- BBC Micro cover art
- Developer(s): Chris Roberts Philip Meller Nick Elms Martin Edmondson and Nicholas Chamberlain
- Publisher(s): Superior Software/Acornsoft
- Designer(s): Chris Roberts Philip Meller
- Platform(s): Acorn Electron, BBC Micro
- Release: BBC Micro:EU: 1986; Acorn Electron:EU: 1987;
- Genre(s): Action
- Mode(s): Single-player

= Stryker's Run =

1986 video game

Stryker's Run is a video game designed by Chris Roberts and Philip Meller for the BBC Micro and BBC Master which was published by Superior Software in 1986. It was also later converted to the Acorn Electron. It is a 2D side-scrolling action game. It was well received, particularly for its graphics.

==Gameplay==

Acorn Electron screenshot. The start of the game at the enemy HQ.
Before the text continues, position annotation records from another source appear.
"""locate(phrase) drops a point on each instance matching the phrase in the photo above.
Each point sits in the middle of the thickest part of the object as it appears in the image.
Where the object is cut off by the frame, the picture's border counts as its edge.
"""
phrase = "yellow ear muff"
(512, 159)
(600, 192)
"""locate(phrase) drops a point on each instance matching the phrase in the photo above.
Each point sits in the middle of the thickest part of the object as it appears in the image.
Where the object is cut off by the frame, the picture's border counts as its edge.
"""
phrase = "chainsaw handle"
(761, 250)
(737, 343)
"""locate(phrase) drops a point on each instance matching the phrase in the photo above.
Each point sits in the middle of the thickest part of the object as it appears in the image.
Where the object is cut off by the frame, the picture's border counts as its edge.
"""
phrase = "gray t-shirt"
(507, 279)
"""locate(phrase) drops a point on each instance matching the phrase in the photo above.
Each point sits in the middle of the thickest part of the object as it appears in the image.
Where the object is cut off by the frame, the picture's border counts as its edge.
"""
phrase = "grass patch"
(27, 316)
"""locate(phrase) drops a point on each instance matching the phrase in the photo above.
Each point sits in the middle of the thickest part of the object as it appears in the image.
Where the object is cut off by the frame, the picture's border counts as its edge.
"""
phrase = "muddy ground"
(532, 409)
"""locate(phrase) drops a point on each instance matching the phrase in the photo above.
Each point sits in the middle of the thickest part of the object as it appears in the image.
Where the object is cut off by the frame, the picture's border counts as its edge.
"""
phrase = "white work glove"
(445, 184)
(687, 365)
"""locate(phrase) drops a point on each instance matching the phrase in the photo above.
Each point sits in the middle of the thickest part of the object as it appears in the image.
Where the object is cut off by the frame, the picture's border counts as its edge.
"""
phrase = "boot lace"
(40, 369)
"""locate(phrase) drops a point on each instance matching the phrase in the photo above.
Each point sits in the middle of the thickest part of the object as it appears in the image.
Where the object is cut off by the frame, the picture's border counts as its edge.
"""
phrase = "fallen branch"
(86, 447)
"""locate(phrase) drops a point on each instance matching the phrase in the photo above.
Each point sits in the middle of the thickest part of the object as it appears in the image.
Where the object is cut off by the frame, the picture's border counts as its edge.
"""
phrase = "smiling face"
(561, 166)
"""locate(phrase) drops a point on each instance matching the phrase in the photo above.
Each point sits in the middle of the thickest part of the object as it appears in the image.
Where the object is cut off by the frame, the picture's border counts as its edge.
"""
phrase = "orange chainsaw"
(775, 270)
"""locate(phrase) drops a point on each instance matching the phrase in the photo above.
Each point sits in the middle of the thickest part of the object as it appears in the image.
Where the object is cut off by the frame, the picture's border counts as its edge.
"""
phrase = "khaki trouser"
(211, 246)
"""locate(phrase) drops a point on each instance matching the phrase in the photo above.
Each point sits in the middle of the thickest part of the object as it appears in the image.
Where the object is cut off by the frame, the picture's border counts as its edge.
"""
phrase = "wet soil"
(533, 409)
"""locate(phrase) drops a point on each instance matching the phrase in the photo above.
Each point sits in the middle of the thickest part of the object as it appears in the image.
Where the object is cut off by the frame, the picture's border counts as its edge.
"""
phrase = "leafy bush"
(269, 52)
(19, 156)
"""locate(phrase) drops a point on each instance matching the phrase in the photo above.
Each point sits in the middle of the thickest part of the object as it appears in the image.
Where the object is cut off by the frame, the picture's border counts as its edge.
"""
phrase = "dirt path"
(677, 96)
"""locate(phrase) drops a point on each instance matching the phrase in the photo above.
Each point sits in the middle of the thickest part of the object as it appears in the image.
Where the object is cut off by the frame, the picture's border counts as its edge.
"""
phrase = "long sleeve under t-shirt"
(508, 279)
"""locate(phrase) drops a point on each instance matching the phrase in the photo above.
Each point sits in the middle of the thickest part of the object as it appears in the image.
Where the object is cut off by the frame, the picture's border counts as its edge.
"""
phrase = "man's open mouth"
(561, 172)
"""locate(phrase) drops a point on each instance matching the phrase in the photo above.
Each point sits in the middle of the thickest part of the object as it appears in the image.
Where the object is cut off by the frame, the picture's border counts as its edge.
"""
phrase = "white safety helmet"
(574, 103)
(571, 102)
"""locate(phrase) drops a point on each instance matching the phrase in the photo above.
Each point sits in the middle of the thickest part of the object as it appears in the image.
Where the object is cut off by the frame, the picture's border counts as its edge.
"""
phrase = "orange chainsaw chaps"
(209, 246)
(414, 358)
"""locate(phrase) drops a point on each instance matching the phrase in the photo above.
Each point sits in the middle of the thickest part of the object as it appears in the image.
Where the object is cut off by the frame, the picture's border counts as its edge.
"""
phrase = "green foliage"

Stryker's Run is a 2D side-scrolling action game. The game is set during a futuristic war. The player takes the role of Commander John Stryker of the Allied Nations who has obtained plans of an attack by the enemy Volgans.

The objective of the game is to escape with the plans and reach the Allied headquarters. Stryker is armed with a laser pistol and grenades. He can also commandeer aircraft that can be used until the fuel runs out. The Volgans have a wide variety of weapons including rifles, pistols, grenades, machine guns, mortars, mines, helicopter gunships, rocket launchers and SAM missiles.

As well as enemies, the game features allied soldiers who will fire at the enemies but can get caught in crossfire. The game takes place entirely on one level on a scrolling landscape.

==Development and release==
The game was originally developed and coded by Chris Roberts and Philip Meller on the BBC Micro with additional graphics by Nick Elms. As the game pushed the limits of the hardware, certain elements had to be left out of the standard version and Stryker's Run became the first game released to include an enhanced version for the newly released BBC Master. As well as extra in-game graphics, this version adds a title screen with music, a high score table, on-screen instructions and user-defined controls. The music, a version of the Yellow Magic Orchestra's "Rydeen", was created by Martin Galway. The standard version could only fit in a plain screen with minimal text. The BBC Micro version of the game (also containing the Master enhanced version) was released by Superior Software in 1986 on cassette and floppy disk.

Unlike the majority of Superior Software's BBC Micro games, it was thought that it would not be possible to convert to the Acorn Electron as the game already used up the memory of the BBC Micro and the Electron lacks hardware scrolling capability. After completing the sequel to the game, Martin Edmondson and Nicholas Chamberlain did create an Electron version. The main difference is that instead of one long, scrolling screen, the playing area is broken up into single screen sections. The front end of the game is even more limited than the standard BBC Micro version as the game starts as soon as the game is loaded and there is only a plain screen displaying the score when the player dies. The Electron version was released in 1987 (on cassette only) at the same time as the sequel.

The game was included on the first Play It Again Sam compilation released for Christmas 1987. This included the Electron version on disk for the first time.

==Legacy==
The game spawned a sequel, titled Codename: Droid - Stryker's Run part 2, which was released in 1987. This took place in a multi-level underground base with many added moves and features, and was considered by a GamesTM reviewer as an early example of what later became known as the Metroidvania genre. A third game was in development for the RiscPC in the mid 1990s but was never completed. A remake of the original game for Microsoft Windows by the original publishers has been in development since 2007 but has no set release date.

==Critical reception==
BBC Micro magazine A&B Computing said: "This game will impress you... the graphics are stunning... this should be in every collection".
Electron User, in a dual review for Stryker's Run and its sequel, gave a score of 10/10 but while they praised the "beautifully drawn" backdrops, it was noted that the "animation is a bit flickery at times". In their review of the Play It Again Sam compilation, they also stated that "the scenery is breathtaking and what it lacks in playability is made up for by sheer fun".